Chesapeake and rival explorers such as ConocoPhillips (COP) have been curtailing gas production after an expanding glut of North American supplies drove prices to the lowest in a decade last month. Chesapeake is sensitive to falling gas prices, with every 25-cent decline reducing the company’s cash flow by 5.4 percent, Brian Gibbons, a credit analyst at CreditSights, said in a Feb. 7 note to clients.
Chesapeake’s capital spending has exceeded cash from operations in every quarter since October 2003, according to data compiled by Bloomberg. During the third quarter of 2011, as U.S. gas futures were tumbling 16 percent, Chesapeake swelled its net debt by 18 percent to $11.678 billion.

Gas Price Pressure

“This move is clearly in response to pressures exerted by weak natural-gas prices, its high leverage and high spending plans,” Scott Hanold, a Minneapolis-based analyst for RBC Capital Markets, wrote today in a note to clients. Hanold estimates a $4 billion funding gap for 2012.
Gas dipped to a 10-year low of $2.231 per million British thermal units on Jan. 23. Gas for March delivery fell 1.9 percent to settle at $2.431 per million British thermal units in New York, a 38 percent drop in a year.
The company said its 2012 financial plan will “fully fund” its planned spending for the year and provide additional liquidity for next year.
In the next two months, Chesapeake will receive an up-front payment for future production in the Texas Granite Wash formation. Chesapeake didn’t say who the buyer would be.
The company also plans to sell stakes in a new subsidiary that will hold assets in the Cleveland and Tonkawa deposits in Oklahoma. The transaction would be “similar” to an agreement announced in November when private investors bought shares in a Chesapeake subsidiary that holds Utica Shale acreage.

Hottest Regions

Later in the year, Chesapeake may raise as much as $8 billion from transactions in the Mississippi Lime and Permian Basin, where it’s seeking joint-venture partners, the company said. Chesapeake holds the rights to drill on 1.8 million net acres in the Mississippi Lime, which spans northern Oklahoma and southern Kansas.
For the Permian Basin, where Chesapeake holds 1.5 million net acres, the company said it may consider selling all of the assets “if it receives a compelling offer.”
Chesapeake ought to fetch top dollar for its Permian assets because they are about 80 percent oil at a time when crude is averaging $100 a barrel, Cabla said.
“With oil prices at these levels, this is probably the best time to be getting out of the Permian,” Cabla said. “The Permian is one of the hottest regions right now” for acquisitions.

Previous Permian Exit

In September 2002, McClendon said the company would exit the Permian, drilling instead in lower-cost fields in the Midwest. Fifteen months later, Chesapeake changed course with a $420 million acquisition including wells in the Permian from closely held Concho Resources Inc (CXO).
Chesapeake plans to raise another $2 billion selling pipelines and gas-processing plants, oilfield-services operations and miscellaneous investments, according to the statement.
Separately, Chesapeake said it will sell $1 billion of senior notes due in 2019 and use the proceeds to repay bank credit.
Moody’s Investors Service cut its outlook for Chesapeake’s corporate rating today to stable from positive, citing lower gas prices and rising debt.
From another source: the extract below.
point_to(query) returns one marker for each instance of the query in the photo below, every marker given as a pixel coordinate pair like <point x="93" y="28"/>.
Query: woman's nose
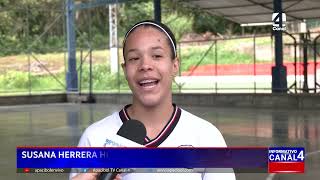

The new offering was rated Ba3, three levels below investment grade and a level lower than Chesapeake’s corporate credit.
Moody’s considers up-front gas-production payments as debt and probably will treat most, if not all, preferred shares sold by subsidiaries as debt as well, according to the statement. The combination of debt and asset sales planned this quarter may raise the company’s debt by $3 billion, Moody’s said.
Exxon Mobil, based in Irving, Texas, is the largest U.S. gas producer.